Vice Admiral Patrick Walsh, commander of naval forces across the U.S. military’s Central Command, said that while "Iranian tone and rhetoric creates an environment of intimidation and fear," the United States "must be careful not to contribute to escalation."

One purpose of the deployment, they said, is to make clear that the focus on ground troops in Iraq has not made it impossible for the United States and its allies to maintain a military watch on Iran. That would also reassure Washington’s allies in the region who are concerned about Iran’s intentions.

The officials said the planned growth in naval power in the Gulf and surrounding waters would be useful in enforcing any sanctions that the United Nations might impose. Washington says Iran wants to acquire nuclear weapons and is seeking to punish it for that.

The buildup would address another concern: that Iran could attempt to block oil shipments from the Gulf in retaliation for UN sanctions or other U.S.-led pressure.

Steps are already being taken to increase the number of minesweeping vessels and magnetic sleds carried by helicopters to improve the ability to counter Iranian mines that could block oil-shipping lanes, Pentagon and military officials said.

As part of future deployments after the first of the year, the British Navy plans to add two mine-hunting vessels to its ships that already are part of the international coalition patrolling waters in the Gulf.

A British Navy news release said the ship movements were aimed at "maintaining familiarity with the challenges of warm-water mine-hunting conditions." But a senior British official said: "We are increasing our presence. That is only prudent."

Military officers said doubling the aircraft carrier presence in the region could be accomplished quickly by a shift in sailing schedules.

As opposed to ground and air forces that require bases in the region, naval forces offer the ability to project power into parts of the world where a large U.S. presence is controversial, unwanted even by allies. Many of the ships could be kept over the horizon, out of sight but close enough.

In an interview from his headquarters in Bahrain, Walsh declined to discuss the specifics of future deployments. "To assure our friends, we have to have capabilities to secure the critical sea lines of communication," Walsh said.

"They need reassurances that we expect to be part of the effort here for the long term, that we will not run away from intimidation and that we will be part of the effort here for security and stability at sea for the long term," he added. "Our position must be visible, and it must have muscle in order to be credible. That requires sustained presence."
Other military officials did describe specifics of the planned deployments in order to clarify the rationale for the movement of ships and aircraft, but they would not do so by name because Gates has not yet signed any deployment orders.
Pentagon officials said the military’s joint staff, which plans operations and manages deployments, had recently received a formal request from commanders for a second aircraft carrier strike group in the region. That request was mentioned in various news accounts over the past few days.
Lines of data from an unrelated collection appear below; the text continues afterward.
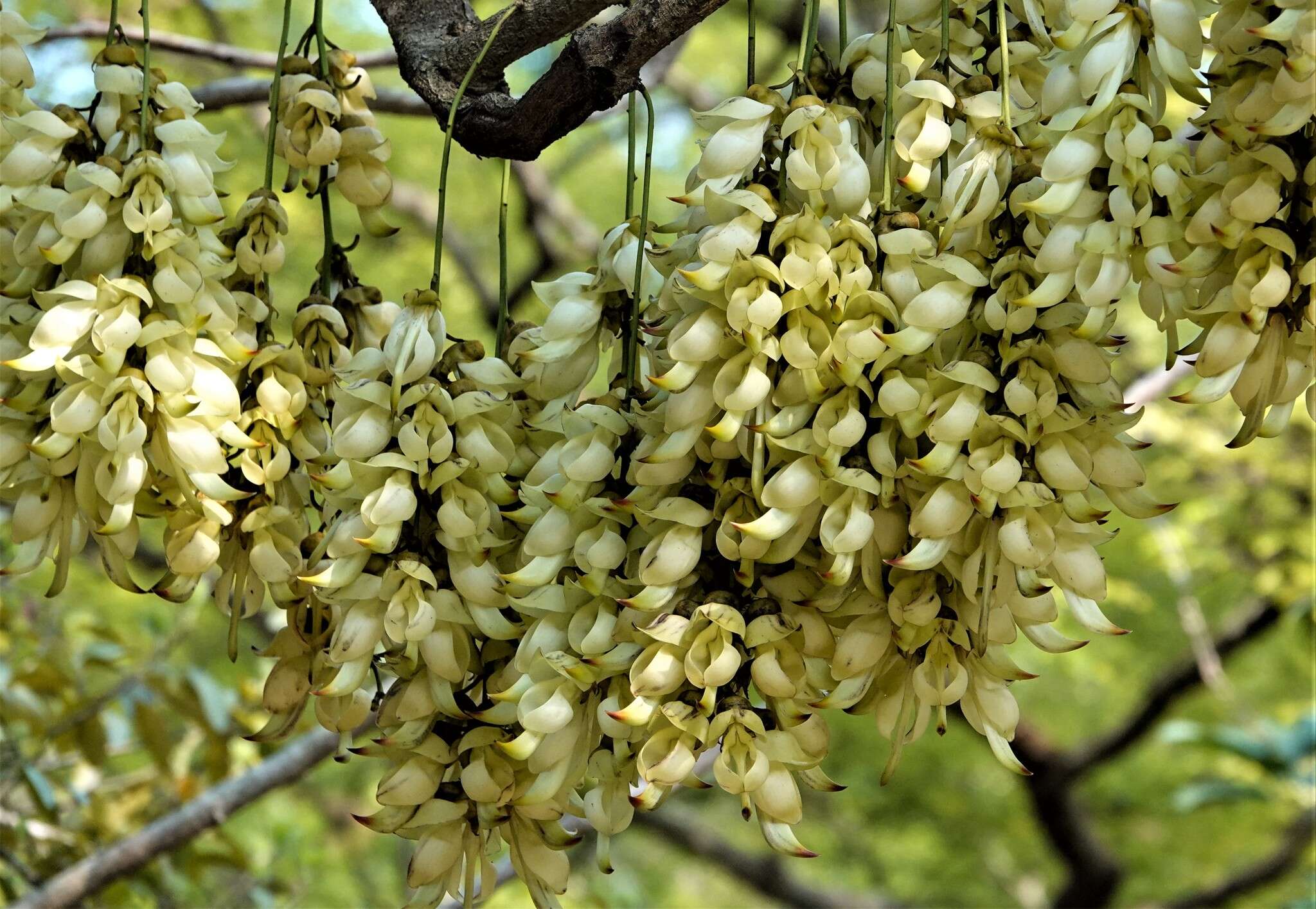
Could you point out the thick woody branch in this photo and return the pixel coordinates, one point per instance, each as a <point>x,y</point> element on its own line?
<point>600,62</point>
<point>211,50</point>
<point>1094,872</point>
<point>209,809</point>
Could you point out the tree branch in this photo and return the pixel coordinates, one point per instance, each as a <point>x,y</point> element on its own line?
<point>1094,874</point>
<point>211,50</point>
<point>599,64</point>
<point>209,809</point>
<point>1273,867</point>
<point>1165,692</point>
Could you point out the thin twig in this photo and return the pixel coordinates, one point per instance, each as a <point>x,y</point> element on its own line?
<point>177,829</point>
<point>209,50</point>
<point>1191,618</point>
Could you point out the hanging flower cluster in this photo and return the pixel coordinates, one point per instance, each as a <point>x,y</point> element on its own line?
<point>858,434</point>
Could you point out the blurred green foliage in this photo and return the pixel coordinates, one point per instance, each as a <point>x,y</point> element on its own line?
<point>118,708</point>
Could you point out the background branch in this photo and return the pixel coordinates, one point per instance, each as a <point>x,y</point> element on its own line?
<point>1293,849</point>
<point>174,831</point>
<point>1165,692</point>
<point>1094,874</point>
<point>599,64</point>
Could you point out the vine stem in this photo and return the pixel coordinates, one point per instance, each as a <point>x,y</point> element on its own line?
<point>945,71</point>
<point>890,114</point>
<point>325,208</point>
<point>631,359</point>
<point>274,96</point>
<point>448,145</point>
<point>147,66</point>
<point>631,156</point>
<point>749,44</point>
<point>807,40</point>
<point>503,303</point>
<point>1003,39</point>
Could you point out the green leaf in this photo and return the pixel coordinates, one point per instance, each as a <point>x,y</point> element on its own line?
<point>40,788</point>
<point>153,734</point>
<point>1214,792</point>
<point>216,700</point>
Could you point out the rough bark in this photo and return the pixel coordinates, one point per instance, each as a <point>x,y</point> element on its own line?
<point>600,62</point>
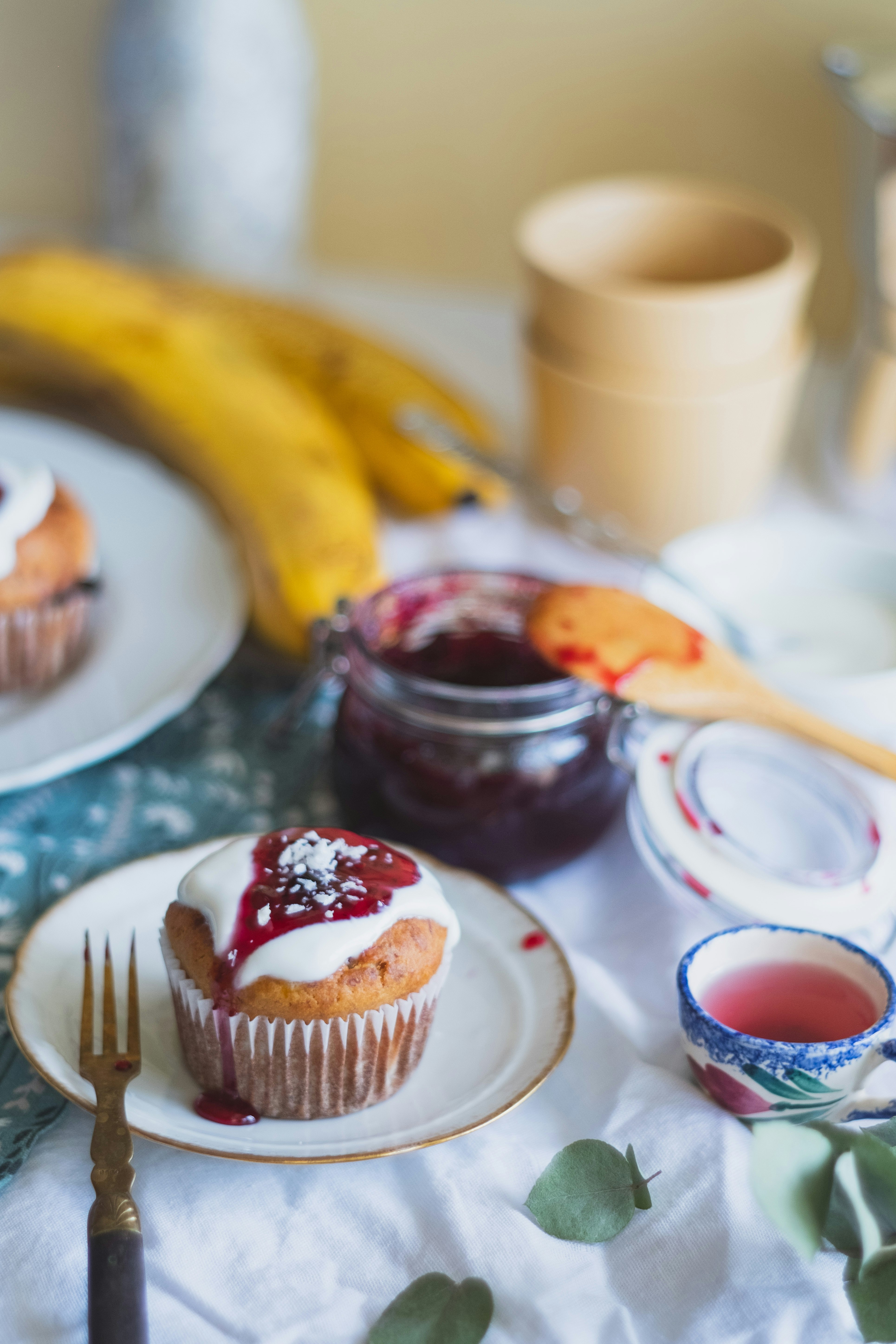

The aircraft carrier Dwight D. Eisenhower and its strike group — including three escort ships, an attack submarine and 6,500 sailors in all — entered the Gulf on Dec. 11 after an autumn naval exercise to practice halting vessels suspected of smuggling nuclear materials in waters across the region.
A carrier had not been inside the Gulf since the Enterprise left in July, according to Pentagon officials. The next carrier scheduled to sail toward the Middle East is the John C. Stennis, already set to depart Bremerton, Washington, for the region in late January, according to naval officers.